Abstract: Data transformation and aggregation is the significant portion in data mining for data analysis and data set preparations. In a relational database environment, building such data set requires joining tables and aggregating columns from different dynamic tables. Several aggregation functions based on the SQL operations have been initiated for multi table aggregation by applying vertical joints. Such previous SQL aggregations are limited since they return a single number static data group. These aggregations worked well in the form of static datasets, but a major effort is still required to build data sets suitable for data mining purposes, where a tabular format is generally required and which need frequent updates. This suggested work proposes a very simple and effective summarization based dynamic join operations over high dimensional dataset.

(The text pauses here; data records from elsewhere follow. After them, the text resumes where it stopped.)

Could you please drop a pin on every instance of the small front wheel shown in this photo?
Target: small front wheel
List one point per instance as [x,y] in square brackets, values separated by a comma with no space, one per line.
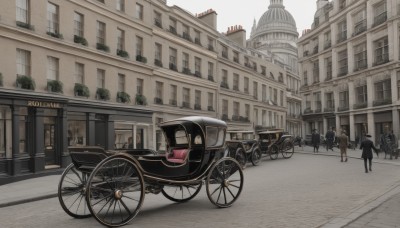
[115,191]
[287,150]
[181,193]
[273,152]
[256,156]
[224,182]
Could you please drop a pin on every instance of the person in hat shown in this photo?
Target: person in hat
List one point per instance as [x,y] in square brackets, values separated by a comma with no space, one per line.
[343,144]
[315,140]
[366,146]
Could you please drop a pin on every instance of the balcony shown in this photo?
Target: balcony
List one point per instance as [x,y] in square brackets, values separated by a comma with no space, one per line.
[360,105]
[382,102]
[381,18]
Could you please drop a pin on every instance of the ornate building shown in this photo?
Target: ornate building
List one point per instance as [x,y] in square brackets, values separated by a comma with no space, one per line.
[349,63]
[105,72]
[276,33]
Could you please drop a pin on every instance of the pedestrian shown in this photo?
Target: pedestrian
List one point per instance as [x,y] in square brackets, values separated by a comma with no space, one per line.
[315,140]
[367,145]
[343,144]
[329,136]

These extents the SQL aggregate functions to produce aggregations in horizontal form, returning a set of numbers instead of single aggregation. The research work also proposes a Multi Class Clustering (MCC) and Weighted PCA method to handle a high dimensional dynamic dataset with summarization technique. In the proposed technique, there are two common data preparation tasks are enlightened which includes transposition/aggregation and transforming categorical attributes into summarized labels. This executes the basic methods to evaluate horizontal aggregations which are named as CASE, SPJ and PIVOT respectively.

Keywords: aggregation, Weighted PCA method, MCC (Multi class clustering)